Art Attack #8
BY Ron Nurwisah
Photography by Martin Savoie
A still-smoking wreck of an SUV sits in a public square, pedestrians stop and stare at the scene of destruction. It looks like a news story from Iraq, Syria or Afghanistan. But it’s actually right in the middle of Yonge-Dundas Square, one of Toronto’s busiest intersections and right across the street from one of its largest malls.
But this isn’t a result of war. It is an art installation. The piece, “Attack #8”, was created by the Montreal art duo known as ATSA or Action Terroriste Socialement Acceptable [Socially Acceptable Terrorist Actions]. Since 1997, Pierre Allard and Annie Roy have been creating art that merges artistic concepts of audience participation, spectacle and appropriation of imagery with socio-political issues like poverty, environmentalism and consumerism.

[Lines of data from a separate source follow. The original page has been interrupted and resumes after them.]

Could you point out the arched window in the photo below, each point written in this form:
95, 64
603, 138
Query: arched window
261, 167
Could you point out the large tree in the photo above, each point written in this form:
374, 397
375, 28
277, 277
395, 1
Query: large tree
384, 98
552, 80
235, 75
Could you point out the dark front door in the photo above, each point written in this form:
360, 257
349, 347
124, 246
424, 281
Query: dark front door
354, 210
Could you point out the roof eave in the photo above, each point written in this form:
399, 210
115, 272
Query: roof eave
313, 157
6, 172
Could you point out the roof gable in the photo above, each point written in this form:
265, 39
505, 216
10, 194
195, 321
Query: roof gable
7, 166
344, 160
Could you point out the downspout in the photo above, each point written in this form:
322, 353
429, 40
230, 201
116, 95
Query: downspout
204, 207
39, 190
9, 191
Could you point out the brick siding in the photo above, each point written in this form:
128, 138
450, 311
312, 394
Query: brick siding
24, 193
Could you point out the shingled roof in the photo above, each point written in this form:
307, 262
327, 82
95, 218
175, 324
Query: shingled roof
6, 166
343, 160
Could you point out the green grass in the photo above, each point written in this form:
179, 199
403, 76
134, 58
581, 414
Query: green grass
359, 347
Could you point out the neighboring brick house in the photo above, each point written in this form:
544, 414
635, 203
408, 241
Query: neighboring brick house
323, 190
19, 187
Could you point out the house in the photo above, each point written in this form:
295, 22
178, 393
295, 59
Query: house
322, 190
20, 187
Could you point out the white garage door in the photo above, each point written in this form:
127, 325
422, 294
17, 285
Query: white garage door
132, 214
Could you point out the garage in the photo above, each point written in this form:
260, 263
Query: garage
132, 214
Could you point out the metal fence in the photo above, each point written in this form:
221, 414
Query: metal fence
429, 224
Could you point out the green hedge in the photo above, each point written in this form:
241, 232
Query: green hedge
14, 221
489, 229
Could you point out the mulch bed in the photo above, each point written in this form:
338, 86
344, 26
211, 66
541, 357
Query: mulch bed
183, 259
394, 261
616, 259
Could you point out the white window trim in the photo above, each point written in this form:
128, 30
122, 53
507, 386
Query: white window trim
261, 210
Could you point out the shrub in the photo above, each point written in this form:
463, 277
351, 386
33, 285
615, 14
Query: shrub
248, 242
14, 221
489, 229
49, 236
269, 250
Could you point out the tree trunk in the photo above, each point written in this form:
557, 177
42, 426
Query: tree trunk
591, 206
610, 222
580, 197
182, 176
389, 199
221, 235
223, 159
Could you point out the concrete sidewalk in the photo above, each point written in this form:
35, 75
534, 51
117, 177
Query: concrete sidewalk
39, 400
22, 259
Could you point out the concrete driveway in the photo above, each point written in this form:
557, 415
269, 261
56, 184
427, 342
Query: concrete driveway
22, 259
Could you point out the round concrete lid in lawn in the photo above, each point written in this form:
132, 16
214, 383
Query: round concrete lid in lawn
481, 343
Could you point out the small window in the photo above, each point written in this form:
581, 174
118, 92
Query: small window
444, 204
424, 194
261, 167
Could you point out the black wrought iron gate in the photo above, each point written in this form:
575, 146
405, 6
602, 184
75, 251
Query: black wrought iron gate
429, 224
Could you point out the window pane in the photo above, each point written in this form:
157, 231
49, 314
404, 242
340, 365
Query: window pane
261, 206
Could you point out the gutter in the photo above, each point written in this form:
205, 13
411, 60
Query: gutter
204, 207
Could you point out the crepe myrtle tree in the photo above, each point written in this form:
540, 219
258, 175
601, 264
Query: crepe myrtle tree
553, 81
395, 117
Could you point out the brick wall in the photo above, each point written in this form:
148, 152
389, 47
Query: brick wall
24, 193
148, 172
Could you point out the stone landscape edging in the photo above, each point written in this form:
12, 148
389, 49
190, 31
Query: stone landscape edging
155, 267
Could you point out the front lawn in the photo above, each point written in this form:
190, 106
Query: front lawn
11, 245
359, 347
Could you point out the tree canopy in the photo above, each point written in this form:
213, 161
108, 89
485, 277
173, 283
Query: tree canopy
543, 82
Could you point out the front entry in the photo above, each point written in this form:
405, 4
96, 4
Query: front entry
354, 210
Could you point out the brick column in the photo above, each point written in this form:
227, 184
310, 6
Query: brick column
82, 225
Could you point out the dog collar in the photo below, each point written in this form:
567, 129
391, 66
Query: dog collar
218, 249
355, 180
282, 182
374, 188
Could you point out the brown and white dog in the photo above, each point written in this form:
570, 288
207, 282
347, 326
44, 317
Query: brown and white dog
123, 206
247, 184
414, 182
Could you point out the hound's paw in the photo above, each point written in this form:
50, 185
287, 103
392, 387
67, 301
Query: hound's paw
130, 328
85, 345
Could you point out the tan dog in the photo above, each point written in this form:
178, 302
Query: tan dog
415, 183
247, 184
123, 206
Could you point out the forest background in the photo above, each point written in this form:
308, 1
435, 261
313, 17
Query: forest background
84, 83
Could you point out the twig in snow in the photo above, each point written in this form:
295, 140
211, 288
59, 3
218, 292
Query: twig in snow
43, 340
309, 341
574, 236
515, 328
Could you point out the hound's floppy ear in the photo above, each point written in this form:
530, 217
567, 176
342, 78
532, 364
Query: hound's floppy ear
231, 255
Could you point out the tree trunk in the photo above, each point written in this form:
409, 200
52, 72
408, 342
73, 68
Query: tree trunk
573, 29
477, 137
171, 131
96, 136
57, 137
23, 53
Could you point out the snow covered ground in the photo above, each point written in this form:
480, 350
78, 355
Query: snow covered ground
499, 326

Their first installation in December of 1997 was sparked by two news stories, one on the record profits that banks were making and another on the lack of warm clothing for Montreal’s homeless. ATSA’s response was a “La Banque à Bas.” Placed in front of Montreal’s Museum of Contemporary Art, ATSA turned an old oven into a clothing ATM, allowing Montreal’s homeless to “withdraw” warm clothing, fulfilling a real need while poking fun at Canada’s big banks. The next year they upped the ante, starting “State of Emergency,” a five-day refugee camp for the homeless right near the University of Montreal that ATSA still runs every winter.
Since then the duo have used public interventions to explore various social issues. “Industrial Park” was a faux archeological site with ruins made up of bales of compressed recycled materials, a critique of the huge amounts of waste created by consumerism. Allard and Roy have created installations in Mont Royal Park that examined threats to urban and global forests, and an urban history project focusing on how fire has influenced the growth of Montreal’s downtown. This September, they hit Calgary’s ArtCity festival to premiere a new work—a shooting gallery critique of corporate culture.

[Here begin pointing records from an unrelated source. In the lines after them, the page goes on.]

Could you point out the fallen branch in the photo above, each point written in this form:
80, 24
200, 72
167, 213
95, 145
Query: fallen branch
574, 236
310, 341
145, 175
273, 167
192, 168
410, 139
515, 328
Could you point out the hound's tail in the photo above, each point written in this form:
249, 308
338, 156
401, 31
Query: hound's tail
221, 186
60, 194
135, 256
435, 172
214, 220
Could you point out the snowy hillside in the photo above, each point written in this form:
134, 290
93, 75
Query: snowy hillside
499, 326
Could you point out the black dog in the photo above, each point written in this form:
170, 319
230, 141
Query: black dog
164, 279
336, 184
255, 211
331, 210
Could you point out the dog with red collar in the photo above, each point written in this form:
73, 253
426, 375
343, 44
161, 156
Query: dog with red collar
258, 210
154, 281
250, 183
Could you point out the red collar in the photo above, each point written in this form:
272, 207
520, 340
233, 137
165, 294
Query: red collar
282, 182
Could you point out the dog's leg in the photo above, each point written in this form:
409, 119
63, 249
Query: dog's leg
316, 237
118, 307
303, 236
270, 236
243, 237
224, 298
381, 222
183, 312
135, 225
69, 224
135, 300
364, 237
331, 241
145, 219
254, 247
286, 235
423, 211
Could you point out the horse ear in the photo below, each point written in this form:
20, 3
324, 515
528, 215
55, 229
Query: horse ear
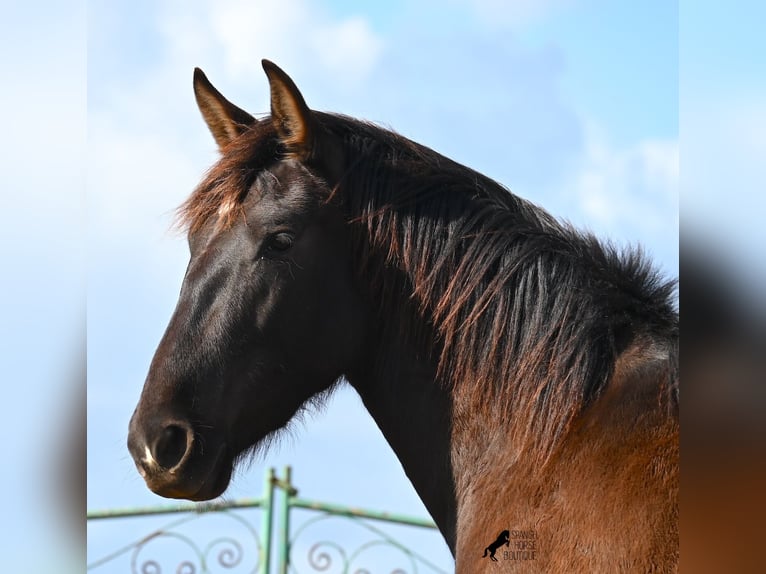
225, 120
289, 112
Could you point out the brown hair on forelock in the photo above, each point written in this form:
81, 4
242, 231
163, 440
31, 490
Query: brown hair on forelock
227, 182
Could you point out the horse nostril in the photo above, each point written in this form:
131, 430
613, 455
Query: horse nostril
171, 446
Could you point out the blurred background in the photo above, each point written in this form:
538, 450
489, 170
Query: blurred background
586, 107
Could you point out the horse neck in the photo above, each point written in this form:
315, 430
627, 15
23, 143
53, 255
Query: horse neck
414, 415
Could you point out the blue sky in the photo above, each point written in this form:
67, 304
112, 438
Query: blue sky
573, 104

But most of ATSA’s recent work has been concerned with oil and automobile culture. The duo found an SUV in a scrap yard and blowtorched the car so it looked like it had been in a war zone. The resulting installation went on to travel to Toronto and Ottawa, the first time their work was shown in English Canada.
Allard and Roy cite a familiar list of complaints about oil culture: the propping up of brutal regimes, illegal wars, environmental and health costs. But they take it a step further. “We wanted to go into this territory of private consumption, examine this right that people think they have to buy anything they want because it’s on the market,” Roy explains. This was the kernel for the duo’s SUV installation. They followed it up with a project in which they created 10,000 highly realistic traffic tickets to fine SUV owners for idling, using a remote starter and driving “an oversize gas guzzling vehicle.”

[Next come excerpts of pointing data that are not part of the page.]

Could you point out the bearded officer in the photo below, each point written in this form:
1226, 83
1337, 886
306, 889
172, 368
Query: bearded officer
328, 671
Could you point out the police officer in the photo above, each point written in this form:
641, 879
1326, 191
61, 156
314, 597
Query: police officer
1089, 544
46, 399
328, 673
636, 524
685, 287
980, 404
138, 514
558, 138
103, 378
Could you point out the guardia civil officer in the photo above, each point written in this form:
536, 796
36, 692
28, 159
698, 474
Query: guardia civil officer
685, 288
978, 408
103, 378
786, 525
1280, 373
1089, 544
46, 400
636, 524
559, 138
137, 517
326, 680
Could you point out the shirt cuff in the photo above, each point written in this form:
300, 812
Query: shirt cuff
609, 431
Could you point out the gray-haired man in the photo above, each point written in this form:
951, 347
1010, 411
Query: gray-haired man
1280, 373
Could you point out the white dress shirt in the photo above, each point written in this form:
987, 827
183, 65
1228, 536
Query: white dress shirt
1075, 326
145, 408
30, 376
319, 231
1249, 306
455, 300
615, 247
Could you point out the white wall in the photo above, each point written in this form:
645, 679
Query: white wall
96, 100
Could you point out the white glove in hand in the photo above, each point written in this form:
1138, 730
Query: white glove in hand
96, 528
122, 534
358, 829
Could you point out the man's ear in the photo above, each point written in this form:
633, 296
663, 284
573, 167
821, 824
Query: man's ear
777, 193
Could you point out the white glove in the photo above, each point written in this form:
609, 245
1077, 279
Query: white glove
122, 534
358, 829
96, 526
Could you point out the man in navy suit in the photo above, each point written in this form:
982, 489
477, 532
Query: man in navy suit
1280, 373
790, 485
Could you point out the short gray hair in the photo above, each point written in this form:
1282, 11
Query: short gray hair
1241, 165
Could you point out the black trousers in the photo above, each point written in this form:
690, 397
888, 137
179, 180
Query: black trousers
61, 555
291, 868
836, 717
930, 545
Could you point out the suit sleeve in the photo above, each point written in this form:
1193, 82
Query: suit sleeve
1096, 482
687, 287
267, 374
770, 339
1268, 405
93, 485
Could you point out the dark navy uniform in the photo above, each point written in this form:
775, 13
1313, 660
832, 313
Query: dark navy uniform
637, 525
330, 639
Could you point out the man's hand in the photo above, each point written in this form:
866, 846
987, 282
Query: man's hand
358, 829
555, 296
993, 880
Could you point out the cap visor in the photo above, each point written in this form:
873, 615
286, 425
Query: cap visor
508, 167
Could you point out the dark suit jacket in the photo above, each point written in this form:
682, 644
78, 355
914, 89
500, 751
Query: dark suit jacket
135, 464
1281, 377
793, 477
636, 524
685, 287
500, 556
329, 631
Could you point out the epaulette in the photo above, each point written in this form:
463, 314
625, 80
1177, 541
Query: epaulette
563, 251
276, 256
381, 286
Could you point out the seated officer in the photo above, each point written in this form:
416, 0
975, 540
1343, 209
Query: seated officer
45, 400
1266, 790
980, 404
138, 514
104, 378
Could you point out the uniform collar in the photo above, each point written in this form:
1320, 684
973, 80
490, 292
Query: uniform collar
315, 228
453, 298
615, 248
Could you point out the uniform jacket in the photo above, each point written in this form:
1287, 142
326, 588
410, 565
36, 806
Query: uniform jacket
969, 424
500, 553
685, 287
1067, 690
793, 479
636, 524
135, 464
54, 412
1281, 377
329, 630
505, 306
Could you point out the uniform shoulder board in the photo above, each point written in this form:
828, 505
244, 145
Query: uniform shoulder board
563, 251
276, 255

Confused drivers have tried to pay the tickets and even called the courts to challenge them. Some have caught on and called the duo in anger. ATSA’s approach, humourous to some, can and does lead to confrontation. During ATSA’s weekend in Toronto there were a few people upset with the group’s anti-SUV message. Outraged viewers questioned the use of the charged term “terrorism.”
But the duo doesn’t think their use of the term is insensitive or condoning violence. “We want people to think about terrorism. Aren’t we all little terrorists in our day-to-day actions? We all support the status quo when we buy clothing that’s made in sweatshops. We want people to think about violence at another level,” Roy says.
To her, it’s the public dialogue that matters. “I give what I have and they give what they have by sharing their knowledge and speaking and bringing discussion into the streets.”